Let's look at feature importance by loan status:
SELECT
LoanStatus,
ROUND(AVG(DebtToIncome), 2) AS AvgDebtToIncome
FROM train_data
GROUP BY LoanStatus;
Example output:
+------------+-----------------+
| LoanStatus | AvgDebtToIncome |
+------------+-----------------+
| 1 | 14.00 |
| 0 | 16.69 |
+------------+-----------------+
Approved loans have a lower average debt-to-income ratio compared to rejected ones, suggesting lenders prefer borrowers with less relative debt.
Finally, for outlier detection, let's find loans where the amount is more than 50% of annual income:
SELECT
AnnualIncome,
LoanAmount,
ROUND(LoanAmount / AnnualIncome, 4) AS LoanToIncomeRatio
FROM train_data
WHERE (LoanAmount / AnnualIncome) > 0.5
ORDER BY LoanToIncomeRatio DESC
LIMIT 10;
Example output:
+--------------+------------+-------------------+
| AnnualIncome | LoanAmount | LoanToIncomeRatio |
+--------------+------------+-------------------+
| 22368 | 18959.8 | 0.8476 |
| 69377 | 50000 | 0.7207 |
| 33545 | 19675 | 0.5865 |
| 21252 | 11056.8 | 0.5203 |
+--------------+------------+-------------------+
Some borrowers are taking on loans as high as 85% of their annual income, which signals potential high-risk lending cases.
Summary
In this chapter, we worked through an end-to-end example of analyzing and modeling loan approval data. We began by loading and preparing the training and test datasets, building a Linear Regression model and applying SHAP and LIME to explain the model's predictions. We then loaded the data into SingleStore and ran SQL queries to explore class balance, loan distributions, correlations and potential outliers. These analyses revealed the predominance of approved loans, the influence of home ownership and debt-to-income ratio on outcomes and differences in loan amounts, terms and interest rates by purpose. We also identified moderately strong correlations between income and loan size, along with high-risk cases where loans represented a large share of income.

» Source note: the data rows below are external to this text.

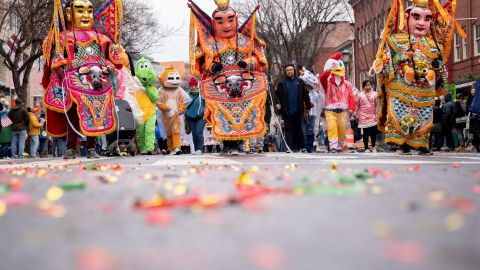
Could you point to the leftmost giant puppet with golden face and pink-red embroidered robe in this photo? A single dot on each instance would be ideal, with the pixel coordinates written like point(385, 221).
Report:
point(82, 60)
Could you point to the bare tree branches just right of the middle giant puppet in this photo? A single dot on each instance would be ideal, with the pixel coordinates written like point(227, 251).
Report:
point(294, 30)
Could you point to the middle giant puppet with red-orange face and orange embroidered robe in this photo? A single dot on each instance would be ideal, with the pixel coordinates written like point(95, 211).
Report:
point(230, 60)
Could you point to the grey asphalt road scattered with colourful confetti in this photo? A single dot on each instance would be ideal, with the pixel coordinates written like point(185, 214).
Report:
point(272, 211)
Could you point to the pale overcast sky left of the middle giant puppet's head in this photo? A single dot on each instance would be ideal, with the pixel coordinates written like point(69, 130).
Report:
point(176, 13)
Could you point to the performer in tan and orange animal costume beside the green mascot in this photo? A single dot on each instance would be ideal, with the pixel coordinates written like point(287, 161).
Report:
point(172, 102)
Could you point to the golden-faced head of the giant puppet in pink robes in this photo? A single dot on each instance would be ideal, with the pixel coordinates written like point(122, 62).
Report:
point(80, 14)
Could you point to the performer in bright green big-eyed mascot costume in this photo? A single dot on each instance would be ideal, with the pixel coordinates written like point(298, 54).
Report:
point(146, 98)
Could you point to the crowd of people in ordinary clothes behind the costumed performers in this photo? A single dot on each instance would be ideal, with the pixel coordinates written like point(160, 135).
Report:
point(296, 124)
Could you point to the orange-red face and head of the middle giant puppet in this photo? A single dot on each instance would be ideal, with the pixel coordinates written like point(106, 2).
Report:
point(225, 20)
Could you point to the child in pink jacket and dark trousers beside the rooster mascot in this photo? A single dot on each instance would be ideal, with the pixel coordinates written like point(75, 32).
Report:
point(366, 110)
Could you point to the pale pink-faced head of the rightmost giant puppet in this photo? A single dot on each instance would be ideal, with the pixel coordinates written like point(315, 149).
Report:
point(418, 17)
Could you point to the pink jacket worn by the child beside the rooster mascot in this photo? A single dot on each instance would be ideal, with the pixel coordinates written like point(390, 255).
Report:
point(366, 108)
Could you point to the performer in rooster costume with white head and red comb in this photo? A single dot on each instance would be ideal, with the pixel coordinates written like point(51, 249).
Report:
point(339, 101)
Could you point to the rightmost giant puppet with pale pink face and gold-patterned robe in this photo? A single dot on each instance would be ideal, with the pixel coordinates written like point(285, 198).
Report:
point(410, 67)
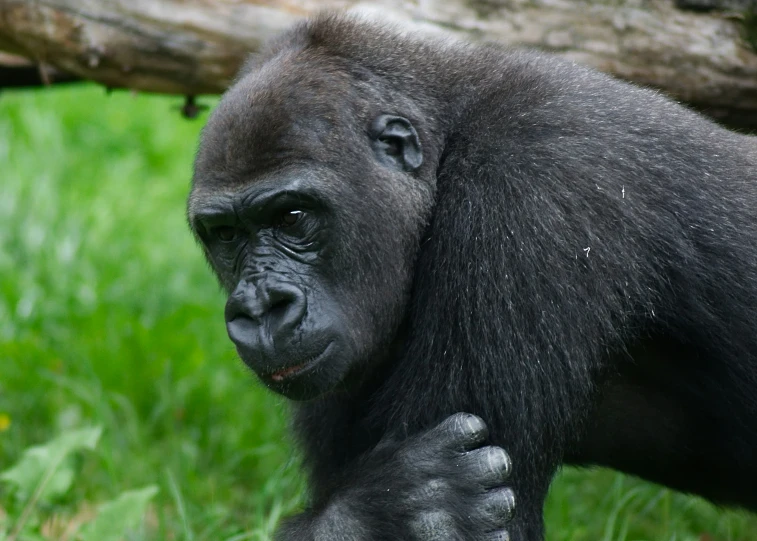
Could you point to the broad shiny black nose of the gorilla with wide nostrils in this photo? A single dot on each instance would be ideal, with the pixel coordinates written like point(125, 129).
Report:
point(264, 314)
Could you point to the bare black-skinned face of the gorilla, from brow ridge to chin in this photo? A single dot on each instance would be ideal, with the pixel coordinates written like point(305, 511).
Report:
point(270, 245)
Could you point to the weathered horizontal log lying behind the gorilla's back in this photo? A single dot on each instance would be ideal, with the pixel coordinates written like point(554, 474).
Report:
point(195, 46)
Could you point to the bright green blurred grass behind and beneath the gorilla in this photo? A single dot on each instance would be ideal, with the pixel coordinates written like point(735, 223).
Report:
point(109, 316)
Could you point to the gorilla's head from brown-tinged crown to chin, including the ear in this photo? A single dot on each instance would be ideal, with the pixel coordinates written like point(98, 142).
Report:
point(311, 218)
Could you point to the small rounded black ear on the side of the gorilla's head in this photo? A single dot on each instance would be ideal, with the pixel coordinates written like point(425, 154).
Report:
point(396, 143)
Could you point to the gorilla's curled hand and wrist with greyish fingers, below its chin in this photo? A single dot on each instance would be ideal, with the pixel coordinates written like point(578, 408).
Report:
point(441, 485)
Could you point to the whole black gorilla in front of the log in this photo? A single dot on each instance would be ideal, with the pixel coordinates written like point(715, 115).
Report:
point(410, 228)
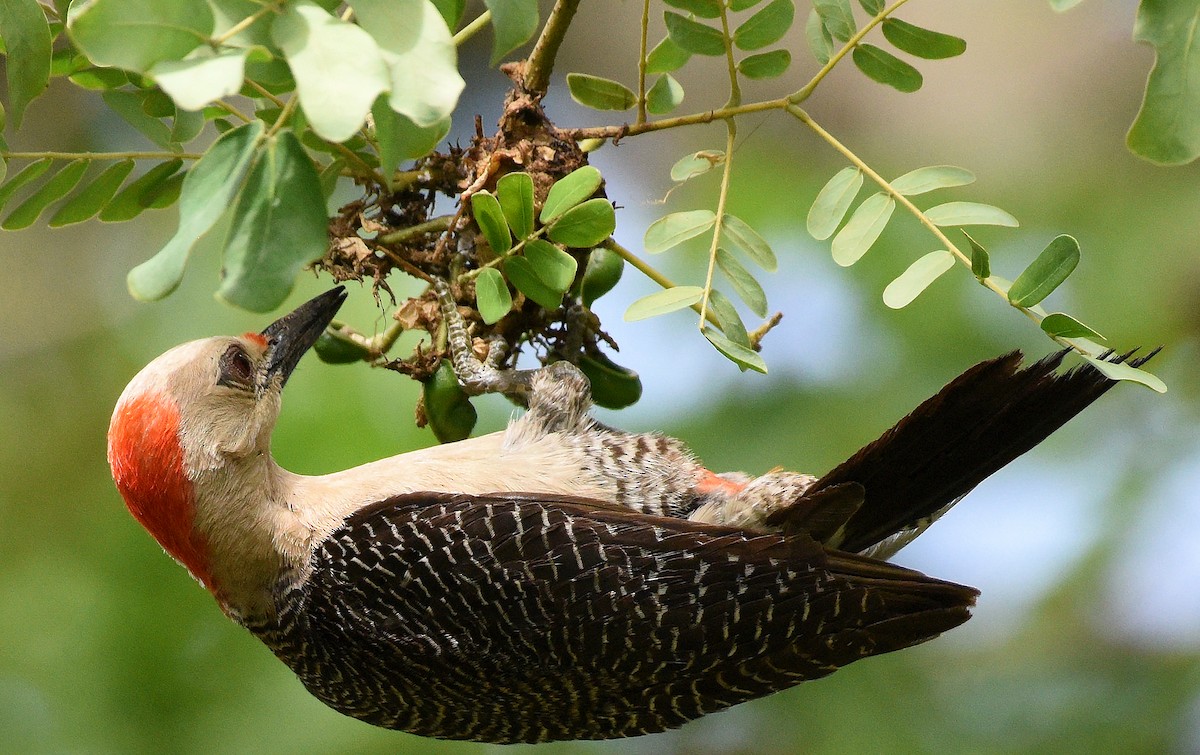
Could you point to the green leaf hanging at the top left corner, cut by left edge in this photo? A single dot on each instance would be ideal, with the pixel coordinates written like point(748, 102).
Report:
point(27, 39)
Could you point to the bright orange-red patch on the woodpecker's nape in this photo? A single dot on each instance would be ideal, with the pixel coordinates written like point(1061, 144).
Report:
point(148, 468)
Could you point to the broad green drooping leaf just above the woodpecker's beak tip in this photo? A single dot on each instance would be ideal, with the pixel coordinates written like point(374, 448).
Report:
point(279, 227)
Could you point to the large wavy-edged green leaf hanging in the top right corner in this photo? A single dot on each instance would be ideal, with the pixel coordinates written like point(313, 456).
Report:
point(1167, 130)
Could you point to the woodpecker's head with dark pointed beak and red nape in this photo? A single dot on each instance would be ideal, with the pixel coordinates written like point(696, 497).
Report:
point(205, 411)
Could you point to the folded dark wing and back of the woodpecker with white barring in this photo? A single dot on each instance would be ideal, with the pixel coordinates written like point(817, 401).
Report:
point(526, 619)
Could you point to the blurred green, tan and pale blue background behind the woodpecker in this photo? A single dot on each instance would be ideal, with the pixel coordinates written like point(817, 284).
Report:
point(1088, 636)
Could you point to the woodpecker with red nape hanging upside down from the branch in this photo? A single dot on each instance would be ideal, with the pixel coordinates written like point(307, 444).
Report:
point(561, 579)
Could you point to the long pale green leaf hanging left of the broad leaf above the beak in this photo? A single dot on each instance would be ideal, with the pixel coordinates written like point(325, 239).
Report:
point(208, 193)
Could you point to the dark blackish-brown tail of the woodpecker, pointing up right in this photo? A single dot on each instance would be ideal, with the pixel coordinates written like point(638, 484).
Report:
point(982, 421)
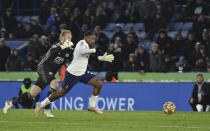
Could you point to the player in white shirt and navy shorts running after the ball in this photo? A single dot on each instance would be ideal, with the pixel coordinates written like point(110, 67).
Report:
point(77, 72)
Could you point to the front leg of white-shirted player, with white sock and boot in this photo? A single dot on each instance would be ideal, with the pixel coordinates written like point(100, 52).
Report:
point(97, 84)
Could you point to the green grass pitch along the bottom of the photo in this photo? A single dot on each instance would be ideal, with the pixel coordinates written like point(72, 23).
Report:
point(24, 120)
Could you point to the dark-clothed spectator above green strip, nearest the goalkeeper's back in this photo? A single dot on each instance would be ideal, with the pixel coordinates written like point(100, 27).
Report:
point(29, 64)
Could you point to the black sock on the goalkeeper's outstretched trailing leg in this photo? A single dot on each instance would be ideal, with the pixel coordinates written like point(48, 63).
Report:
point(23, 97)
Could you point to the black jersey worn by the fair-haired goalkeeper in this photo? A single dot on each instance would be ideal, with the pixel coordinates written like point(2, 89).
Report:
point(55, 58)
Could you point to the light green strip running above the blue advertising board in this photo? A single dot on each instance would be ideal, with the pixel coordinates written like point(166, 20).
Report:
point(122, 76)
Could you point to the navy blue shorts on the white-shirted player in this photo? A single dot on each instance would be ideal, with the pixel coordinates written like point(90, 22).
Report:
point(70, 80)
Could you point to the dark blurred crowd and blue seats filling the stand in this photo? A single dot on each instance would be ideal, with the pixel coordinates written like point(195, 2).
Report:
point(143, 35)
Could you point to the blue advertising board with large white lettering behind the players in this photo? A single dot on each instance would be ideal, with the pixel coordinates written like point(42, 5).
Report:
point(115, 96)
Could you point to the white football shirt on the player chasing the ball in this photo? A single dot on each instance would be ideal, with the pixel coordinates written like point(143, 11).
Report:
point(79, 63)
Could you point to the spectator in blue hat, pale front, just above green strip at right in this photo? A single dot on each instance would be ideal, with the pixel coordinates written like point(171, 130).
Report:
point(182, 65)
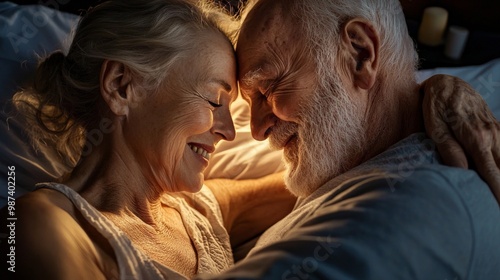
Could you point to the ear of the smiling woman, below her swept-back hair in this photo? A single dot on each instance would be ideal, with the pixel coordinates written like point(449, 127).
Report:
point(115, 86)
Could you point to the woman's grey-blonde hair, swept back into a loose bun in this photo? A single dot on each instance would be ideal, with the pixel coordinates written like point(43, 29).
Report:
point(148, 37)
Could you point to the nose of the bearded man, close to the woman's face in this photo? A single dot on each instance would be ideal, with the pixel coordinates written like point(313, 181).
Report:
point(262, 120)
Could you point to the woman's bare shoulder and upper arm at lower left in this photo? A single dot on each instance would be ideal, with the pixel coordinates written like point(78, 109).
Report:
point(47, 237)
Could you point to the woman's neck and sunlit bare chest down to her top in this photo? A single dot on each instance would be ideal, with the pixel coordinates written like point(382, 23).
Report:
point(110, 179)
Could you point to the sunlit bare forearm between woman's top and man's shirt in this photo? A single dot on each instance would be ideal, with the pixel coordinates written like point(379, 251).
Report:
point(249, 207)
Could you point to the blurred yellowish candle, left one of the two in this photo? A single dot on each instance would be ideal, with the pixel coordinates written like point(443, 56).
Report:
point(433, 25)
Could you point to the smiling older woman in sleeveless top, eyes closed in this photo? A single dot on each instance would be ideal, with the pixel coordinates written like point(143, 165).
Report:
point(138, 104)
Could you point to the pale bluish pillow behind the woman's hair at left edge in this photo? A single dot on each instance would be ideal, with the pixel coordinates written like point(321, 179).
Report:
point(25, 32)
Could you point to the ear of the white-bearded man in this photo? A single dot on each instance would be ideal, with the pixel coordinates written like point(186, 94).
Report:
point(361, 42)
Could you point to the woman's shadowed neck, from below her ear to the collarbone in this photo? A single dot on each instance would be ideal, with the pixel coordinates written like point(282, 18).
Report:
point(111, 179)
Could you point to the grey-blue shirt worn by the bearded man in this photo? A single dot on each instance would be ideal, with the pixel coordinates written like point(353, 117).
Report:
point(421, 220)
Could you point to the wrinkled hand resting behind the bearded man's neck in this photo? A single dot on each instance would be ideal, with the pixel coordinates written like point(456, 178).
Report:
point(459, 121)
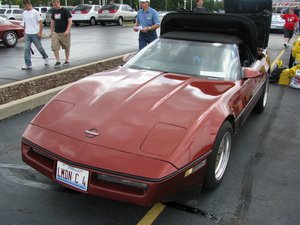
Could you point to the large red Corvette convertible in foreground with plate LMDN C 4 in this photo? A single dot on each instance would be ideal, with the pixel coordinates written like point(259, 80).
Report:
point(164, 121)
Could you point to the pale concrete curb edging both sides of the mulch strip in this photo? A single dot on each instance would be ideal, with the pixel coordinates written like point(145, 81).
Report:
point(33, 101)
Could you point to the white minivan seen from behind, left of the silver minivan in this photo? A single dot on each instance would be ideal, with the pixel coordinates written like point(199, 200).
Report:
point(85, 13)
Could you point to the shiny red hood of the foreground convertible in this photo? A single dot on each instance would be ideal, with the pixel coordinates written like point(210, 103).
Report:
point(139, 112)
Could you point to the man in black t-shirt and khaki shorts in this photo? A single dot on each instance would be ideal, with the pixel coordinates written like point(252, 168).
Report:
point(61, 23)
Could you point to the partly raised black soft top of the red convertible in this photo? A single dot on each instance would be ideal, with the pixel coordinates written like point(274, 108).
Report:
point(212, 25)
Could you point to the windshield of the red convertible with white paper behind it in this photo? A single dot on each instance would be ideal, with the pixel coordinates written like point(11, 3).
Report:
point(199, 59)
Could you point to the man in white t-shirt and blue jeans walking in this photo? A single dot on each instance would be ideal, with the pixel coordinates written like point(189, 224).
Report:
point(33, 26)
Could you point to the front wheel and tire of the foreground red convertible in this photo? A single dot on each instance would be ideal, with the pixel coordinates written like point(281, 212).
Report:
point(219, 158)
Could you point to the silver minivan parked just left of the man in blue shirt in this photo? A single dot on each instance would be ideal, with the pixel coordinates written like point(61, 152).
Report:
point(116, 13)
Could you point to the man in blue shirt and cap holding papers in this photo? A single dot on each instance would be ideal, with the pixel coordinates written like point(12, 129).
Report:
point(147, 21)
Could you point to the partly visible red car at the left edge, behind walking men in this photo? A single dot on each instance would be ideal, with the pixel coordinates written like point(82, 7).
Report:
point(10, 32)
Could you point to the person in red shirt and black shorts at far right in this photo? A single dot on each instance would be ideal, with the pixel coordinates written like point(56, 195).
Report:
point(291, 20)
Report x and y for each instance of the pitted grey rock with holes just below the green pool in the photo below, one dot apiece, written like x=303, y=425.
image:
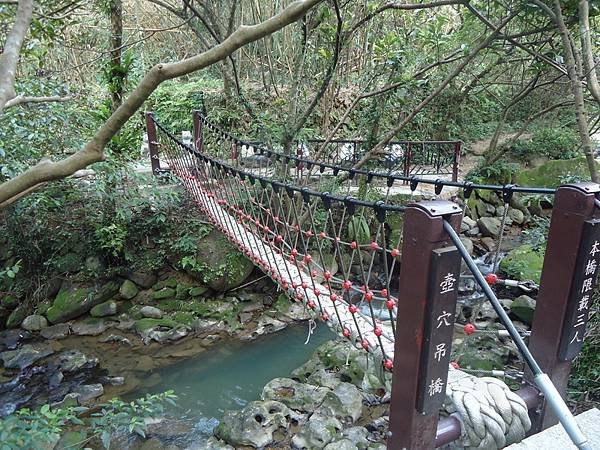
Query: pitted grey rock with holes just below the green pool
x=254, y=425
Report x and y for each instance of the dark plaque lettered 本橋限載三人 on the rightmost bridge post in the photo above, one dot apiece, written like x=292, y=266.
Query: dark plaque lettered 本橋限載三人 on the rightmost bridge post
x=580, y=299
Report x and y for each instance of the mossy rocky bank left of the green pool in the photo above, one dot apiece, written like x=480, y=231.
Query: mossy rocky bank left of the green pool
x=119, y=343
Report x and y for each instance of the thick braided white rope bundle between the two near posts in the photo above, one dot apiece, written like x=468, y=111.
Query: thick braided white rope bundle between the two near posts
x=491, y=415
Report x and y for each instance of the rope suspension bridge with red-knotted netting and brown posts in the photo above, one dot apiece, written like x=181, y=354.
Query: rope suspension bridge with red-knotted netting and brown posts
x=385, y=275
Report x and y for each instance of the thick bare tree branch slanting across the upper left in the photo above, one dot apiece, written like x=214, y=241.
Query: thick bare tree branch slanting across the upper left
x=93, y=151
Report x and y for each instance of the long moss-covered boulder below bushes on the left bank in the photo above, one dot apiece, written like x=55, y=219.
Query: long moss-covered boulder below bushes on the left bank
x=73, y=302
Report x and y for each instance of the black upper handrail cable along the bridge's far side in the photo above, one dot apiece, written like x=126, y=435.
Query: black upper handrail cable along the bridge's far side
x=467, y=186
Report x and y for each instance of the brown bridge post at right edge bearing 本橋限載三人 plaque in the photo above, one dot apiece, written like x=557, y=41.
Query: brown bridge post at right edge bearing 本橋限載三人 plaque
x=562, y=308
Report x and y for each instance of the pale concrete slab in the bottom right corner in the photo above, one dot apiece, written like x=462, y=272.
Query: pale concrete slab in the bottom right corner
x=556, y=437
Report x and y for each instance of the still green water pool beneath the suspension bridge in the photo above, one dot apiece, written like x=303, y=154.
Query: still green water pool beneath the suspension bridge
x=231, y=374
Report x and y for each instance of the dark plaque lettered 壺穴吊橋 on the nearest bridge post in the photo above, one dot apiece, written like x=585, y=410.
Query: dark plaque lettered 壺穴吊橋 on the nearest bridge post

By combining predictive modeling with other tools and exploratory SQL analysis, we gained both a deeper understanding of the dataset and a solid foundation for decision-making. This workflow highlights how SingleStore can act as both a high-performance data store and an analytical engine, seamlessly supporting tasks across descriptive analytics, machine learning and model interpretability.